In these trials, subjects overwhelmingly chose to preserve equity at the expense of efficiency, Hsu said. “They were all quite inequity averse.” The findings support other studies that show that most people are fairly intolerant of inequity.

The animation, in conjunction with the fMRI, allowed the researchers to view activity in the brain at critical moments in the decision-making process. After analyzing the data, they found that different brain regions – the insula, putamen and caudate – were activated differently, and at different points in the process, Hsu said.

Activation of the insula varied from trial to trial in relation to changes in equity, while activity in the putamen corresponded to changes in efficiency, he said.

In contrast, the caudate appeared to integrate both equity and efficiency once a decision was made.

The involvement of the insula appears to support the notion that emotion plays a role in a person’s attitude towards inequity, Hsu said.

The insula is known to play a key role in the awareness of bodily states and emotions. Studies have shown that it is activated in people experiencing hunger or drug-related cravings, and in those feeling intense emotions such as anger, fear, disgust or happiness. Other research has implicated the insula in mediating fairness.

The putamen and the caudate are activated during reward-related learning.
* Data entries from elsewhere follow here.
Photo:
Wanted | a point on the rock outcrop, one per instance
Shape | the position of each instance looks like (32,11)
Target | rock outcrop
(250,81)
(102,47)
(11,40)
“You’re seeing the signal in the insula and the putamen initially,” Hsu said. “When they hit the lever you see the insula activation. And when the ball gets to the end you see (activation of) the caudate.”

“The putamen is responding only to the chosen efficiency, which is how many meals get taken away from the kids or how many meals they end up with,” Hsu said. The insula, however, responded to how equitably the burden of lost meals was distributed.

Together, the results “show how the brain encodes two considerations central to the distributive justice calculus and shed light on the cognitivist/sentimentalist debate regarding the psychological underpinnings of distributive justice,” the authors wrote.